“Pogonip, look at the dog’s feet!” 

by | Aug 5, 2024 | Outdoor Adventure, Uncategorized | 0 comments

On the second weekend of January years ago, I went chukar hunting with two friends from Chester and a couple of bird hunters from Santa Rosa. We met at Jerry’s diner in Susanville at 5 a.m., and after a quick breakfast we left to go hunting. It was very cold that morning and the Honey Lake Valley was socked in with an inversion layer of frozen fog. Poor conditions for hunting because of the low visibility, and the ice crystals falling from the sky would make it miserable. We knew blue skies waited for us 1,000 ft above the valley, so we kept driving north. 

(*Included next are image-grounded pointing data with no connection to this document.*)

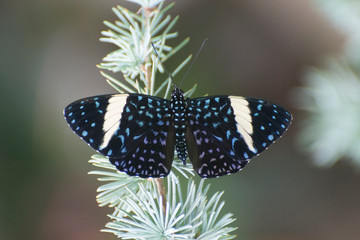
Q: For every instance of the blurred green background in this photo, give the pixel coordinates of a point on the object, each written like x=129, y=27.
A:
x=49, y=51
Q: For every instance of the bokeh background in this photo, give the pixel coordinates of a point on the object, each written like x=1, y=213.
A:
x=49, y=51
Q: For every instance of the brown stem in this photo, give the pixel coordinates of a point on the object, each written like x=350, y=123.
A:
x=147, y=72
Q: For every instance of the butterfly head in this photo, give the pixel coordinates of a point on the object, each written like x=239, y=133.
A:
x=177, y=91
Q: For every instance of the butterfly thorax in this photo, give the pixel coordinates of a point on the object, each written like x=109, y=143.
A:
x=178, y=106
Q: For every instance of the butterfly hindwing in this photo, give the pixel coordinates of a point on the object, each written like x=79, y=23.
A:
x=134, y=130
x=224, y=132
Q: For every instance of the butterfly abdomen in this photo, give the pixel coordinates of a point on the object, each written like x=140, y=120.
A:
x=178, y=107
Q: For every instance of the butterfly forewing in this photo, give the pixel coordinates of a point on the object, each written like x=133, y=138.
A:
x=224, y=132
x=135, y=131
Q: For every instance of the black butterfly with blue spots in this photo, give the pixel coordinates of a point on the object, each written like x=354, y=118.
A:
x=139, y=133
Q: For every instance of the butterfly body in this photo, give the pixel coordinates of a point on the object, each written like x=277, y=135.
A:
x=139, y=133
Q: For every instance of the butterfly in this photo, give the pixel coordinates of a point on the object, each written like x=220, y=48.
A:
x=139, y=133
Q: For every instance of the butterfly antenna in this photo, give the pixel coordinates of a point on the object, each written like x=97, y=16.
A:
x=168, y=73
x=192, y=63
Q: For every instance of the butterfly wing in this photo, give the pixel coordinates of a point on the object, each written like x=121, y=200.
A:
x=224, y=132
x=134, y=131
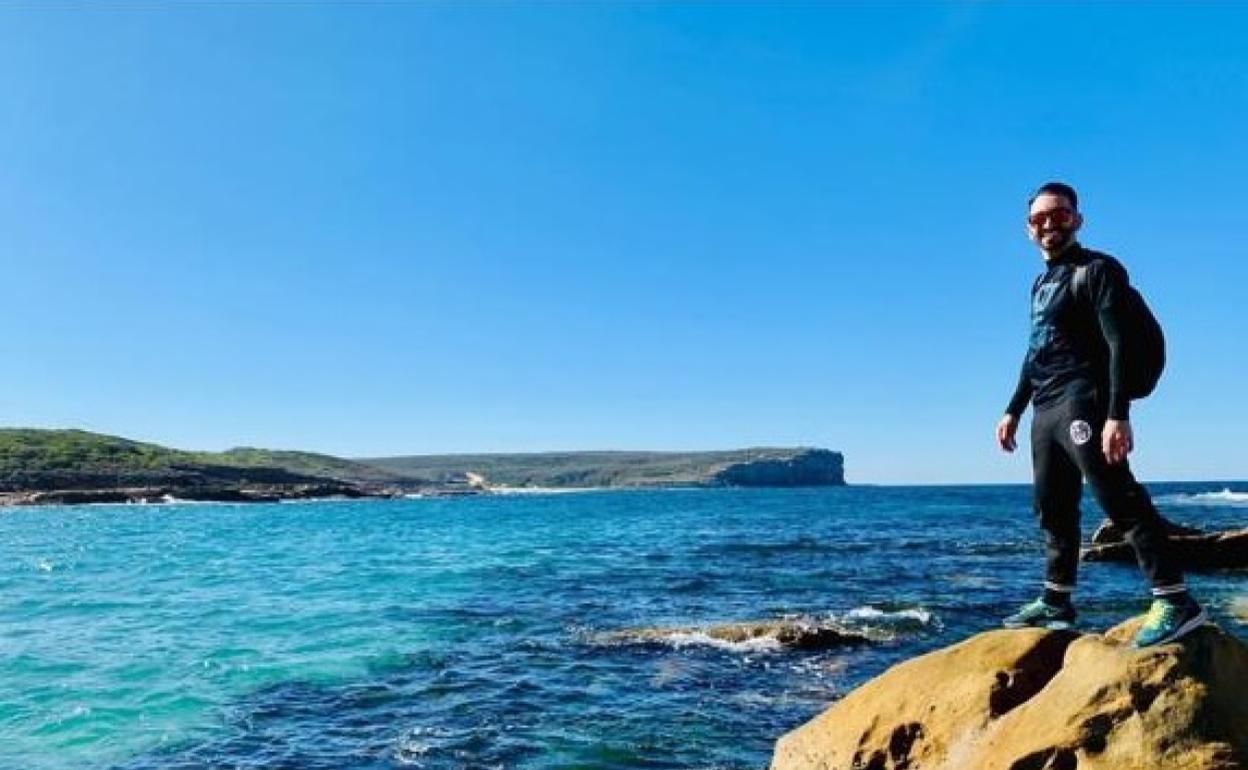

Leaving the highway on the dirt roads that always get worse as you climb higher, we could see blue sky and the snow-covered mountains we wanted to hunt in the distance. The sagebrush, rabbit brush and cheatgrass were almost unrecognizable because of the ice crystals covering them. Some of the vegetation looked like it was hairy or fuzzy, while other plants looked like they were covered with shards of glass. Finishing our long drive, we parked near an irrigation pond at the bottom of a canyon, and we could see the mountain tops clearly. I had my dogs, my friends from Chester had their dogs and one of the hunters from Santa Rosa brought his two dogs. A bunch of dogs and men riled up like little boys going on an adventure down by the railroad tracks. With our gear and the dogs ready, we planned our hike up the canyon. I climbed up the West slope of the canyon, and the other four men covered the East slope.

Hiking 500 feet above our trucks, we finally reached the saddle of the mountain. The wind started blowing from the North and brought in what looked like high clouds. It didn’t make sense, the blue sky, wind, and an eerie fog blowing over the mountain top like it does across a moor in Scotland. On top of the mountain, we joined together and looked at each other laughing at the ice crystals that had formed on our beards. As we hiked across the mountain top, I heard my friend from Chester yell “Pogonip, look at the dog’s feet!” We looked at our dog’s feet and noticed they were solid white 6 inches up their legs.

All of us accepted that we should get off the mountain quickly or our dog’s legs would freeze. But each of us pointed in a different direction to get back to our trucks. The visibility was terrible, you could only see 100ft in the freezing fog. My friends from Chester decided to walk back down the bottom of the canyon. The hunters from Santa Rosa wanted to head East into Nevada, but we persuaded them not to. I don’t trust topography, so I decided to follow my footsteps in the snow back down the same way I came up. Downhill the freezing fog had lifted, and I could see blue sky. The dog’s feet were fine, and they even gave me a point over a small covey of chukar before arriving downhill at my truck.

The word pogonip is from the Shoshone language. It means ice fog or white death. Some of us heard the word pogonip for the first time that day. But we all learned how fast the weather could change. And that an inversion layer of ice fog from Smoke Creek Playa and Shinn Valley, riding the North wind, could have been deadly.